The underwriting AI benchmark
The underwriting track of InsureBench measures how language models do the core job of an underwriter: read the submission, weigh the risk, and decide whether to offer cover and on what terms. Every case is grounded in real application materials and scored pass@1 against the outcome the work resolved to.
What the underwriting track tests
Underwriting is a judgement made under uncertainty, but it isn't a guess. An underwriter takes a submission, identifies the exposures that matter, checks them against appetite and guidelines, and produces a decision a file can be built on: accept, decline, or refer — and, if accepted, the limits, deductibles, exclusions, and pricing inputs that go with it. The underwriting track asks a model to do exactly that, from the same materials, and then checks the answer.

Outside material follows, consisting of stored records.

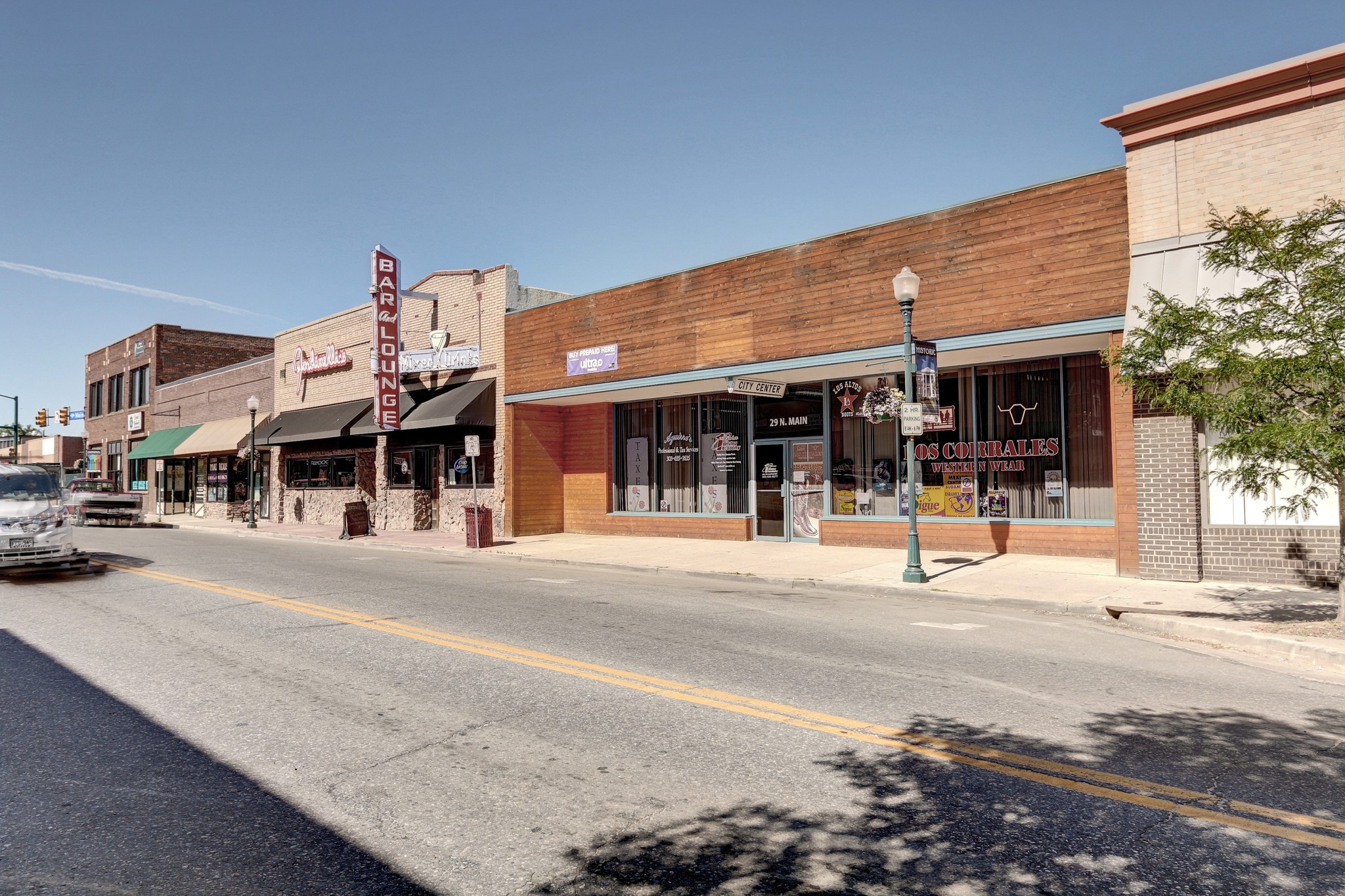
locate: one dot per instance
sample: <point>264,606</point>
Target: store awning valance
<point>326,422</point>
<point>218,437</point>
<point>470,403</point>
<point>162,442</point>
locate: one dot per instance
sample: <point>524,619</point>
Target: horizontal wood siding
<point>588,477</point>
<point>1042,255</point>
<point>588,488</point>
<point>990,538</point>
<point>1124,476</point>
<point>535,489</point>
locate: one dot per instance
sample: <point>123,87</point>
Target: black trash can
<point>481,527</point>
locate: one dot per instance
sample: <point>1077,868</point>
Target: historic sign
<point>355,521</point>
<point>387,331</point>
<point>993,456</point>
<point>315,363</point>
<point>424,360</point>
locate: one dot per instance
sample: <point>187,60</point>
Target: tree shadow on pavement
<point>1268,603</point>
<point>96,798</point>
<point>933,826</point>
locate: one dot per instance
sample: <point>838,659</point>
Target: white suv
<point>34,530</point>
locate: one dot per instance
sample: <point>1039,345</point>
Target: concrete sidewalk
<point>1248,617</point>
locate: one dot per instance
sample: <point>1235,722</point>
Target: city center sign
<point>315,363</point>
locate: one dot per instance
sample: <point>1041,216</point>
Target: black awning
<point>326,422</point>
<point>470,403</point>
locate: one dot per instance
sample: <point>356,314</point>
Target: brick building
<point>200,463</point>
<point>65,450</point>
<point>1273,137</point>
<point>326,449</point>
<point>627,410</point>
<point>120,381</point>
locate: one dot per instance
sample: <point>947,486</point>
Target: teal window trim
<point>1114,323</point>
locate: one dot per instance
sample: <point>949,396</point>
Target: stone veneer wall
<point>1168,496</point>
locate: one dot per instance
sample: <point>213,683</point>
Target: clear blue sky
<point>252,154</point>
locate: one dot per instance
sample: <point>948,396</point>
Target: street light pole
<point>252,463</point>
<point>907,286</point>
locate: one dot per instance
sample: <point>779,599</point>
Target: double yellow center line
<point>1192,803</point>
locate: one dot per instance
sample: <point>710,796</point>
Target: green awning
<point>162,442</point>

Because each case resolves to a recorded outcome, the benchmark rewards models that reach the right call for the right reasons, not models that produce a confident-sounding memo. This is what separates an underwriting AI benchmark from a general reasoning test: the answer is the decision, and the decision is checkable.
Why underwriting is hard for AI
- The signal is buried. The fact that changes the decision is often one line in a long application or an attachment, not the headline figures.

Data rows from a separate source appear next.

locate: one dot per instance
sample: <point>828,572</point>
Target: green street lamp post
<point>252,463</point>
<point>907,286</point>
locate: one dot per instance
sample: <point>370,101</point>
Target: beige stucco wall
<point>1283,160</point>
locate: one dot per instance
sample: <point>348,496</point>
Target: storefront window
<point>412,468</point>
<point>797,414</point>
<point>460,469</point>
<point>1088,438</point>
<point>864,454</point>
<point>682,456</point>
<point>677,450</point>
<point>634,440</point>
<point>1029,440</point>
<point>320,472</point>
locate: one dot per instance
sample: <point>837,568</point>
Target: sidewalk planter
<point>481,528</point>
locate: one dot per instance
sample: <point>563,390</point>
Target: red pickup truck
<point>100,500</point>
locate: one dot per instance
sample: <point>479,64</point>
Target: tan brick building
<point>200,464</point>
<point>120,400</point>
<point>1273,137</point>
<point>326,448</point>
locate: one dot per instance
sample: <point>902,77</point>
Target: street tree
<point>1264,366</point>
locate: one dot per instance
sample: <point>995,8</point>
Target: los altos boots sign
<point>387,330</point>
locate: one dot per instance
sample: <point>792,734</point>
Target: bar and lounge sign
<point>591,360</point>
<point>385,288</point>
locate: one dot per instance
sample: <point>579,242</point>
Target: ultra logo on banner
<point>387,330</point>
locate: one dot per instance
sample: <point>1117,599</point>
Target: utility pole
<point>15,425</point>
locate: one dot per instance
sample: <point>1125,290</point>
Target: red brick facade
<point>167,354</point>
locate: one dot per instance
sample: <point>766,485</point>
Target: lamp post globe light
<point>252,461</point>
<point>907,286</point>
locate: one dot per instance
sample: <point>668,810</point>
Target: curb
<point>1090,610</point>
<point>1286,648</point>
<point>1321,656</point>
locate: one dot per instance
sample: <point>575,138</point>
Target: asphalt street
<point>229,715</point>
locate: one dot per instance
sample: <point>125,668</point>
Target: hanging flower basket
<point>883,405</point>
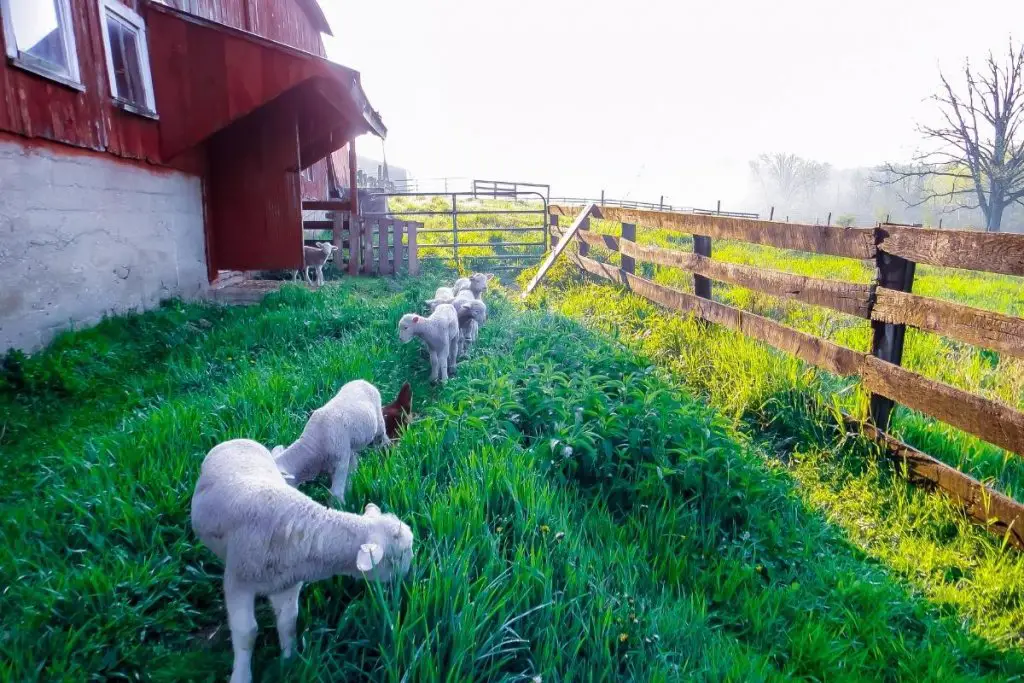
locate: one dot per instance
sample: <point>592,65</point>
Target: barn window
<point>39,37</point>
<point>127,57</point>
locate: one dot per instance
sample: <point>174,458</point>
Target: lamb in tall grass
<point>441,295</point>
<point>472,313</point>
<point>440,335</point>
<point>272,539</point>
<point>333,437</point>
<point>315,257</point>
<point>477,284</point>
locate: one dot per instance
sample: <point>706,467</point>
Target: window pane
<point>38,31</point>
<point>127,66</point>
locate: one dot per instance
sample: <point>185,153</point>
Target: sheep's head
<point>433,303</point>
<point>387,552</point>
<point>396,414</point>
<point>407,327</point>
<point>471,309</point>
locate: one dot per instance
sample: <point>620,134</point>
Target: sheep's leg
<point>242,620</point>
<point>286,608</point>
<point>454,346</point>
<point>434,365</point>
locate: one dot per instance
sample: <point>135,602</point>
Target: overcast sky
<point>644,98</point>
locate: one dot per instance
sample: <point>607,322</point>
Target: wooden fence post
<point>354,244</point>
<point>368,246</point>
<point>384,251</point>
<point>584,247</point>
<point>399,257</point>
<point>887,340</point>
<point>414,253</point>
<point>701,286</point>
<point>629,232</point>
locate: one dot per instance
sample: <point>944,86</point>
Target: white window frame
<point>33,63</point>
<point>131,17</point>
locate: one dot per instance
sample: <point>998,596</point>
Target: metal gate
<point>493,230</point>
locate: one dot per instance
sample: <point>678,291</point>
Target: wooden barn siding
<point>281,20</point>
<point>36,107</point>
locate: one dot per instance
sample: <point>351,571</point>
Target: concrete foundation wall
<point>83,236</point>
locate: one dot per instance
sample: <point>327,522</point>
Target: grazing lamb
<point>477,284</point>
<point>333,437</point>
<point>442,295</point>
<point>440,335</point>
<point>397,413</point>
<point>472,313</point>
<point>272,539</point>
<point>315,257</point>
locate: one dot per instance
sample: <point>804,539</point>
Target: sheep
<point>397,413</point>
<point>315,257</point>
<point>477,284</point>
<point>472,313</point>
<point>440,334</point>
<point>442,295</point>
<point>333,436</point>
<point>272,539</point>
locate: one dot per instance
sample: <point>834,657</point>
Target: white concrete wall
<point>83,236</point>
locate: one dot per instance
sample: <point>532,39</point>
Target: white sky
<point>644,98</point>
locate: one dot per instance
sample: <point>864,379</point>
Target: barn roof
<point>315,14</point>
<point>208,76</point>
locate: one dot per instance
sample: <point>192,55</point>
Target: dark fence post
<point>701,286</point>
<point>629,232</point>
<point>584,247</point>
<point>887,340</point>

- Guidelines are specific. Appetite, referral triggers, and capacity limits are precise; a near-miss is still a miss.
- Documents disagree. Submissions contain inconsistencies a model has to notice and resolve rather than average over.

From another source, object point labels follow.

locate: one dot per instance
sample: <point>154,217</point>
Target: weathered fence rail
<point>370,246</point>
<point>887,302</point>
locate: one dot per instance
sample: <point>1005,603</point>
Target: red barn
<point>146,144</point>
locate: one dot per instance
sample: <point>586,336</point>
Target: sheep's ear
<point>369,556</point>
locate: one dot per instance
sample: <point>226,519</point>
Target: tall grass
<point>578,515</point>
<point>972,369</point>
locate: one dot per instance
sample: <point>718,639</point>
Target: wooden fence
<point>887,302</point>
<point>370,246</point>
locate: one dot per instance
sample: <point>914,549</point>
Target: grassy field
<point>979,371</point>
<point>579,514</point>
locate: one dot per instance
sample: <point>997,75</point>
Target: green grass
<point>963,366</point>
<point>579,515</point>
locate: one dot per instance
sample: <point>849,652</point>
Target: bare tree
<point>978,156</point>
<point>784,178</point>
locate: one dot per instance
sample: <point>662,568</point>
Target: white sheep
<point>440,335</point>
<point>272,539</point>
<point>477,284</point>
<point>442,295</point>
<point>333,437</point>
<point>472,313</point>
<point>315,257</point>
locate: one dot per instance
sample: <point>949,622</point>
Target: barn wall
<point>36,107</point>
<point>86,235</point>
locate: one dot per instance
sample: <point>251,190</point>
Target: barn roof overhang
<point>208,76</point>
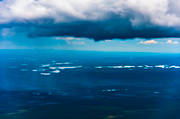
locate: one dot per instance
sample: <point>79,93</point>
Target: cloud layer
<point>100,19</point>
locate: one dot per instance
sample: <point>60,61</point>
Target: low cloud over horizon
<point>99,20</point>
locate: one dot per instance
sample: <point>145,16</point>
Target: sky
<point>101,25</point>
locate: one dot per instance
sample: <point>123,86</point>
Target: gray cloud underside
<point>101,19</point>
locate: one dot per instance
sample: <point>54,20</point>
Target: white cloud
<point>172,42</point>
<point>159,12</point>
<point>148,42</point>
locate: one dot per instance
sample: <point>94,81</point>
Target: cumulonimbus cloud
<point>98,19</point>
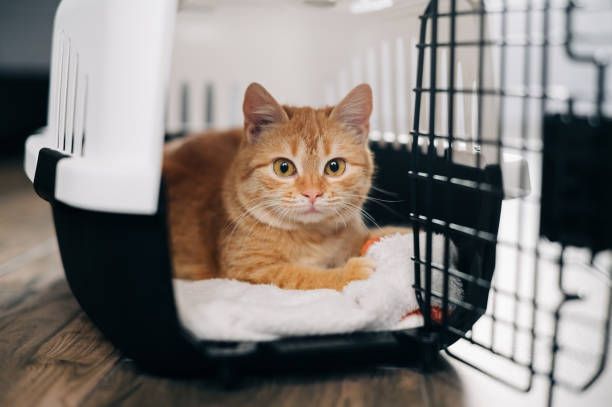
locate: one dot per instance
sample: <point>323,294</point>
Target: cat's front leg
<point>297,276</point>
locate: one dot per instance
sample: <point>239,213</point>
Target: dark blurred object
<point>25,49</point>
<point>23,108</point>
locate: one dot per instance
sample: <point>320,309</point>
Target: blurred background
<point>25,50</point>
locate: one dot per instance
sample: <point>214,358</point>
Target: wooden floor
<point>50,354</point>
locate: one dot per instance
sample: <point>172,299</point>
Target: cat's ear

- Terms compound. A defensible accept can still be wrong if the limits, exclusions, or pricing inputs attached to it aren't.
Example case types
Underwriting cases span lines and decisions, for example:
- Decide whether a commercial property risk falls within appetite given the construction, occupancy, and loss history in the submission.
- Set the correct exclusions and conditions for a liability risk with a flagged prior claim.
- Identify the referral trigger that takes a case out of an underwriter's authority.
- Determine the pricing inputs that follow from the exposure data once the controlling guideline is applied.
How it's scored
Models run pass@1 — one attempt, no retries — and the response is compared to the recorded underwriting outcome. A decision is scored against the decision actually made; numeric terms are scored against the recorded values within a defined tolerance. The full rules are in the methodology. Underwriting is one of three families in the wider InsureBench insurance AI benchmark, alongside claims and actuarial work.